No eq will do 40 db in a 5 hz Q without significant distortion. Thus, its hard to make instruments sound too much like other instruments by using eq - but if you have great eq you can do some pretty amazing things. I made a guy's guitar sound like a lot like a Gretsch one time with just severe eq - following the spectrum of a Gretsch. He loved it.

 

Its this cheesy "close approximation" or "modeling" which is at the root of "amp modeling" or "mic modeling". All that stuff will give you the tone of the thing to be modeled, but will never sound like it. I hate that entire class of gear. It just never sounds right. If you are a guitar player in love with your Line 6 amp, forgive me. I've made some good tracks with these amps (POD actually), and they sound a lot like the real thing.
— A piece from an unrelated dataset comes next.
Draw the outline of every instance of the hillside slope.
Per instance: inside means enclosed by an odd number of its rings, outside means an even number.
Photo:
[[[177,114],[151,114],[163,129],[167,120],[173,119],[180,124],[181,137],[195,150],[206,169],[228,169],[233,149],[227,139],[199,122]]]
But they are not the real thing.  I don't understand why anyone would want a so-so imitation of the real thing when the real thing can be had, in most cases. Seriously, the fake sounds don't respond anything like the real thing. A Pod "tweed fender" does not feel at all like a real tweed to the player - and isn't the relationship between player and sound the essence of music?

 

Compressors. Who needs 'em?   Most music gets seriously compressed by the time anyone hears it. I suppose someday all sound will be the same volume!  If you hire an expensive producer or engineer they will likely show up with a rack of cool compressors.

 

These are powerful boxes… and they do more evil than good in the wrong hands. The best minds in the audio business have delved deep into this area, so I'm going to stop here.  Just remember this simple rule: Keep your ratios lower than you think they need to be. Its easy to compress a thing more but hard to undo the damage once the sound is committed to medium.

 

In the end a preamp is just a device to get the gain of a thing from point a to point b - and vendor's attempts to differentiate themselves with features does more harm than good. What the world needs is wire with gain, cheap….and we'll fix all the other stuff with good mic choices, mic placement, and good musicians. (or.. harmony, melody, and rhythm).